Define a relation $R$ on $\mathbb{R}$ as follows: $(x,y) \in R \iff (x-y)(x^{2} + y^{2} - 1) = 0$.

Question

Question:

Define a relation $R$ on $\mathbb{R}$ as follows: $(x,y) \in R \iff (x-y)(x^{2} + y^{2} - 1) = 0$. Is this an equivalence relation?

My attempt:

Reflexive ?

$ \forall x \in \mathbb{R}, (x-x)(x^{2} + x^2 - 1) = 0$. So $(x,x) \in R$. Hence the relation is reflexive.

Symmetric?

If $ \ (x,y) \in R \implies (x-y)(x^2 + y^2 -1) = 0 \implies -(y-x)(x^2 + y^2 -1) = 0 \implies (y-x)(y^2 + x^2 -1) = 0 \implies (y,x) \in R$.

Hence, symmetric.

Transitive?

I don't think its transitive since $(-1,0) \in R, (0,1) \in R$ but $(-1,1) \notin R$.

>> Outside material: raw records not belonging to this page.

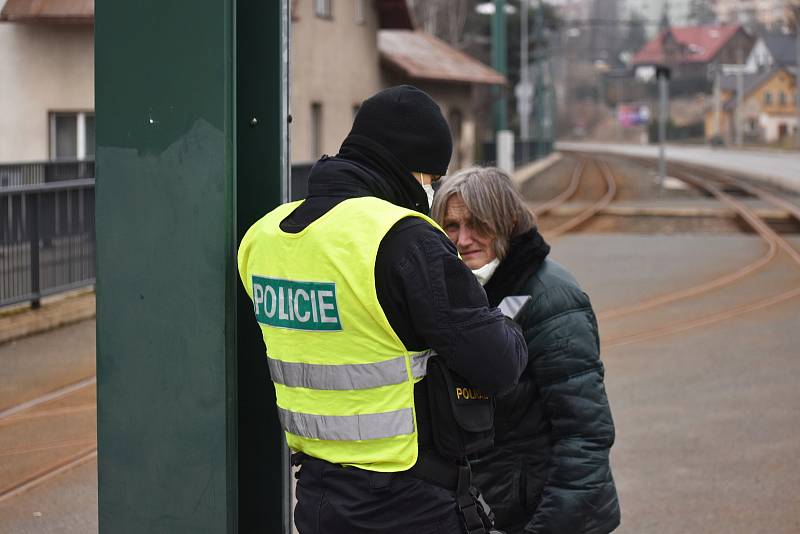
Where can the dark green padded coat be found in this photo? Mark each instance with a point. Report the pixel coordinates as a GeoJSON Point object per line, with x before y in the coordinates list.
{"type": "Point", "coordinates": [549, 471]}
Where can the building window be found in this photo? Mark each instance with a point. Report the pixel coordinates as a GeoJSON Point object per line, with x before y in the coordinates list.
{"type": "Point", "coordinates": [323, 8]}
{"type": "Point", "coordinates": [71, 135]}
{"type": "Point", "coordinates": [316, 130]}
{"type": "Point", "coordinates": [360, 15]}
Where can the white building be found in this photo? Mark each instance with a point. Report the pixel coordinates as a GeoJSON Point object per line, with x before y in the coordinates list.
{"type": "Point", "coordinates": [47, 73]}
{"type": "Point", "coordinates": [770, 13]}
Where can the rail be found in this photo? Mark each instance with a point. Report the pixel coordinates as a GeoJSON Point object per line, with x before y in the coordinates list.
{"type": "Point", "coordinates": [47, 239]}
{"type": "Point", "coordinates": [42, 172]}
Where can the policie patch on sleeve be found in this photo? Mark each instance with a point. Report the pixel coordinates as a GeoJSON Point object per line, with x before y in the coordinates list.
{"type": "Point", "coordinates": [296, 305]}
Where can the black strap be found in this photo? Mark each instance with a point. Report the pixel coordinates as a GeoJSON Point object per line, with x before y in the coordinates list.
{"type": "Point", "coordinates": [466, 502]}
{"type": "Point", "coordinates": [434, 470]}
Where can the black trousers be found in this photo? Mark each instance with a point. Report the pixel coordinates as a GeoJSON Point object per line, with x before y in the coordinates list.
{"type": "Point", "coordinates": [332, 499]}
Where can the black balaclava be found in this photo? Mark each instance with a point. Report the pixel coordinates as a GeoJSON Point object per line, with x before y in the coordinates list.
{"type": "Point", "coordinates": [409, 124]}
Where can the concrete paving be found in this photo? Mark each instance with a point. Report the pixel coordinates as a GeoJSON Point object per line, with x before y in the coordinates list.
{"type": "Point", "coordinates": [777, 167]}
{"type": "Point", "coordinates": [46, 434]}
{"type": "Point", "coordinates": [708, 426]}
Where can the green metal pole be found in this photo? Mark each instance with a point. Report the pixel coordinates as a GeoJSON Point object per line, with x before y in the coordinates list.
{"type": "Point", "coordinates": [499, 63]}
{"type": "Point", "coordinates": [188, 438]}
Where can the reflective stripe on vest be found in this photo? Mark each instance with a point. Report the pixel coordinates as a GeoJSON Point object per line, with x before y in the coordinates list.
{"type": "Point", "coordinates": [348, 427]}
{"type": "Point", "coordinates": [348, 376]}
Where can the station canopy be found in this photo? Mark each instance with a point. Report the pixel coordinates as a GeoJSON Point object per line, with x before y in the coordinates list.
{"type": "Point", "coordinates": [422, 56]}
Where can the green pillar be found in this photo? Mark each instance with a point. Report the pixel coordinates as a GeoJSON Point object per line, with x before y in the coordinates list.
{"type": "Point", "coordinates": [187, 435]}
{"type": "Point", "coordinates": [499, 63]}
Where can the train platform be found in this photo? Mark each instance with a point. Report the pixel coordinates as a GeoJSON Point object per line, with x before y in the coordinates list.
{"type": "Point", "coordinates": [59, 310]}
{"type": "Point", "coordinates": [777, 167]}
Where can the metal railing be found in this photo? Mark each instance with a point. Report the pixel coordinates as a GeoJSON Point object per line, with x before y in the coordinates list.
{"type": "Point", "coordinates": [42, 172]}
{"type": "Point", "coordinates": [47, 239]}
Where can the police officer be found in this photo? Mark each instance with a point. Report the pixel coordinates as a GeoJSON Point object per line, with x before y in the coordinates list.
{"type": "Point", "coordinates": [354, 288]}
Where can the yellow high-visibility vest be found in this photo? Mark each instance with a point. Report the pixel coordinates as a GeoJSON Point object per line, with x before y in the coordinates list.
{"type": "Point", "coordinates": [344, 382]}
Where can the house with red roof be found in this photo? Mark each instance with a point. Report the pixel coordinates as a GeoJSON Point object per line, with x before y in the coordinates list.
{"type": "Point", "coordinates": [689, 50]}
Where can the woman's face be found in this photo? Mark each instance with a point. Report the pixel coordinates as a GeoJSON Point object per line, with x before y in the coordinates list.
{"type": "Point", "coordinates": [475, 246]}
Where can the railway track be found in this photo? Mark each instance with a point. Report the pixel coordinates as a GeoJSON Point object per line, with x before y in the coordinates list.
{"type": "Point", "coordinates": [588, 212]}
{"type": "Point", "coordinates": [711, 183]}
{"type": "Point", "coordinates": [22, 412]}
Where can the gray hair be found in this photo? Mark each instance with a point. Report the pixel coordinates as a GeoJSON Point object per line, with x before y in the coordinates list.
{"type": "Point", "coordinates": [496, 206]}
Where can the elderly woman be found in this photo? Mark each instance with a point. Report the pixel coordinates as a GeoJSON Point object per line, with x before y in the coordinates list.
{"type": "Point", "coordinates": [549, 469]}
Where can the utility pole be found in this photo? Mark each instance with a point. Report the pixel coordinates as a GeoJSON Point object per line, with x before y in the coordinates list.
{"type": "Point", "coordinates": [739, 96]}
{"type": "Point", "coordinates": [797, 75]}
{"type": "Point", "coordinates": [504, 139]}
{"type": "Point", "coordinates": [620, 89]}
{"type": "Point", "coordinates": [662, 74]}
{"type": "Point", "coordinates": [499, 63]}
{"type": "Point", "coordinates": [524, 91]}
{"type": "Point", "coordinates": [717, 100]}
{"type": "Point", "coordinates": [541, 115]}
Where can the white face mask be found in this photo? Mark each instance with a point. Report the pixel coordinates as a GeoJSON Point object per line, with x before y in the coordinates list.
{"type": "Point", "coordinates": [485, 273]}
{"type": "Point", "coordinates": [429, 191]}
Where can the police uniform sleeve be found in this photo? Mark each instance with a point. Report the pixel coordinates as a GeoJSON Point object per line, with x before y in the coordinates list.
{"type": "Point", "coordinates": [432, 300]}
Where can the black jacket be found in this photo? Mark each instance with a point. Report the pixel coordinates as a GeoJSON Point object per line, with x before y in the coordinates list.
{"type": "Point", "coordinates": [429, 296]}
{"type": "Point", "coordinates": [549, 471]}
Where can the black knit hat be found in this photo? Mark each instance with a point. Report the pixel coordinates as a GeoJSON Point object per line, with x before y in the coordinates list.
{"type": "Point", "coordinates": [409, 124]}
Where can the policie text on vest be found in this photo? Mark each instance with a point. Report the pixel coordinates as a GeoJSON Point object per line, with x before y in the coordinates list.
{"type": "Point", "coordinates": [296, 305]}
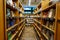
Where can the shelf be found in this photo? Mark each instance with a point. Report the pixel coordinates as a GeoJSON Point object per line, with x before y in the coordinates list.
{"type": "Point", "coordinates": [45, 36]}
{"type": "Point", "coordinates": [45, 26]}
{"type": "Point", "coordinates": [20, 32]}
{"type": "Point", "coordinates": [37, 31]}
{"type": "Point", "coordinates": [49, 7]}
{"type": "Point", "coordinates": [48, 28]}
{"type": "Point", "coordinates": [37, 26]}
{"type": "Point", "coordinates": [42, 34]}
{"type": "Point", "coordinates": [11, 27]}
{"type": "Point", "coordinates": [14, 25]}
{"type": "Point", "coordinates": [10, 7]}
{"type": "Point", "coordinates": [16, 33]}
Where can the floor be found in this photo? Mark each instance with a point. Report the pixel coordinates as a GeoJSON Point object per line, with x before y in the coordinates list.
{"type": "Point", "coordinates": [29, 34]}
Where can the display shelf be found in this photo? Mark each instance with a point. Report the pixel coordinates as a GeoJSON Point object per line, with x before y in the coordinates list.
{"type": "Point", "coordinates": [44, 26]}
{"type": "Point", "coordinates": [16, 32]}
{"type": "Point", "coordinates": [37, 31]}
{"type": "Point", "coordinates": [10, 7]}
{"type": "Point", "coordinates": [15, 25]}
{"type": "Point", "coordinates": [45, 36]}
{"type": "Point", "coordinates": [37, 26]}
{"type": "Point", "coordinates": [21, 32]}
{"type": "Point", "coordinates": [48, 28]}
{"type": "Point", "coordinates": [49, 7]}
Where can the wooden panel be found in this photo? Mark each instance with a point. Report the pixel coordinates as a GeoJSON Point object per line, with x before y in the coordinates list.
{"type": "Point", "coordinates": [58, 10]}
{"type": "Point", "coordinates": [1, 21]}
{"type": "Point", "coordinates": [45, 3]}
{"type": "Point", "coordinates": [58, 31]}
{"type": "Point", "coordinates": [58, 23]}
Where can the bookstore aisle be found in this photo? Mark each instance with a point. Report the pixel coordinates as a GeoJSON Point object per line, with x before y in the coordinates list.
{"type": "Point", "coordinates": [29, 34]}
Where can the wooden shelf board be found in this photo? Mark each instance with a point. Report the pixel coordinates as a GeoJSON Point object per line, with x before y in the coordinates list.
{"type": "Point", "coordinates": [48, 28]}
{"type": "Point", "coordinates": [37, 26]}
{"type": "Point", "coordinates": [10, 7]}
{"type": "Point", "coordinates": [14, 25]}
{"type": "Point", "coordinates": [14, 35]}
{"type": "Point", "coordinates": [20, 32]}
{"type": "Point", "coordinates": [38, 32]}
{"type": "Point", "coordinates": [45, 26]}
{"type": "Point", "coordinates": [11, 27]}
{"type": "Point", "coordinates": [49, 7]}
{"type": "Point", "coordinates": [45, 36]}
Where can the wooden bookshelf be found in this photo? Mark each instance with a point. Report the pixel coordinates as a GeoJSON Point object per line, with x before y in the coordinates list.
{"type": "Point", "coordinates": [50, 24]}
{"type": "Point", "coordinates": [14, 9]}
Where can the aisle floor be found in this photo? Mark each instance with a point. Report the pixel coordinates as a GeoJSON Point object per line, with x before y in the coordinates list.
{"type": "Point", "coordinates": [29, 34]}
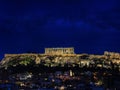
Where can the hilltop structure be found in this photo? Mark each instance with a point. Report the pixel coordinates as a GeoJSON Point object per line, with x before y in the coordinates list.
{"type": "Point", "coordinates": [60, 56]}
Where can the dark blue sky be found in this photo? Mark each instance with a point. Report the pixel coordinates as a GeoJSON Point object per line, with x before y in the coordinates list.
{"type": "Point", "coordinates": [91, 26]}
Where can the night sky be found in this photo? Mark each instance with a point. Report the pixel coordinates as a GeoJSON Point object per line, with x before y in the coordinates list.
{"type": "Point", "coordinates": [91, 26]}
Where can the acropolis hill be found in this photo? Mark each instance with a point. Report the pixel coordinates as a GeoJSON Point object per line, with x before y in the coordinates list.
{"type": "Point", "coordinates": [61, 56]}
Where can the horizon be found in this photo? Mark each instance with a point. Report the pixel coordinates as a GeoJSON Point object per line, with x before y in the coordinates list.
{"type": "Point", "coordinates": [88, 26]}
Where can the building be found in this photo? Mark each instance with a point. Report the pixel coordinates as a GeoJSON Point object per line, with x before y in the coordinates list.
{"type": "Point", "coordinates": [59, 51]}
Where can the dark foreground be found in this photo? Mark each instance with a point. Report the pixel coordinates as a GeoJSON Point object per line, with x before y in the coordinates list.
{"type": "Point", "coordinates": [60, 78]}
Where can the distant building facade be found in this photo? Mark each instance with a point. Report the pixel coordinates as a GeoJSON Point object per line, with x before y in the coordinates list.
{"type": "Point", "coordinates": [57, 51]}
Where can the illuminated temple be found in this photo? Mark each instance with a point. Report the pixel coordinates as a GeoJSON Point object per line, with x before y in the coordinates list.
{"type": "Point", "coordinates": [62, 56]}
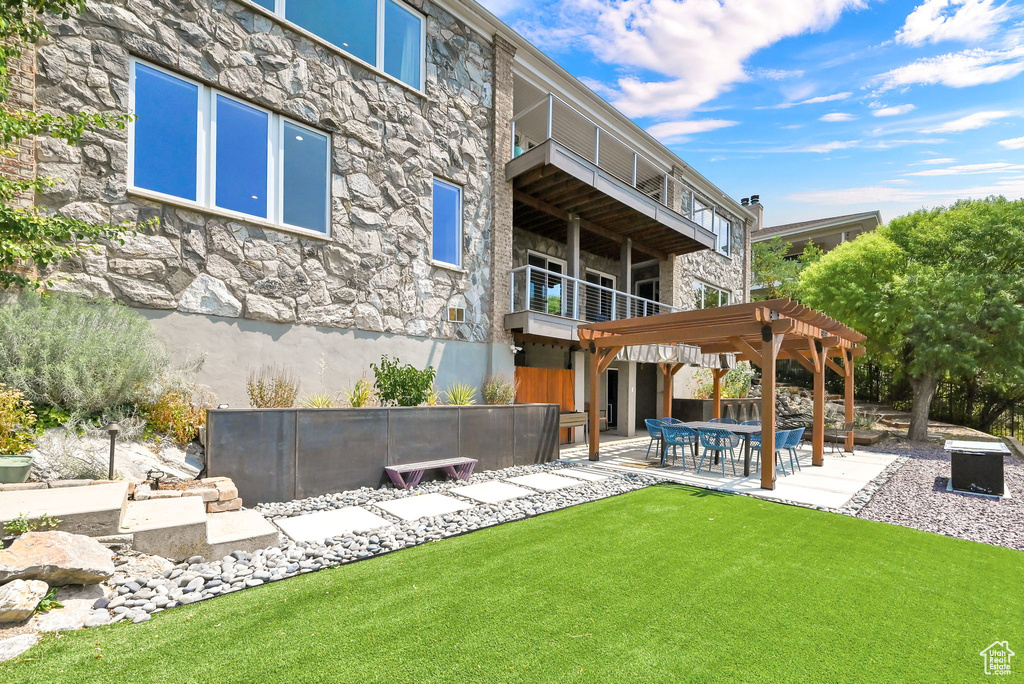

Is my approach and proof correct?

Answer 1

Not that there is nothing wrong with doing what you did for the question, but all you need to say is:

Because $(-1, 0) \in R$, and $(0, 1) \in R$ but $(-1, 1) \notin R$, $R$ is not transitive. Hence $R$ is not an equivalence relation.

Otherwise, everything is correct. But keep in mind there are tradeoffs between comprehensiveness and conciseness.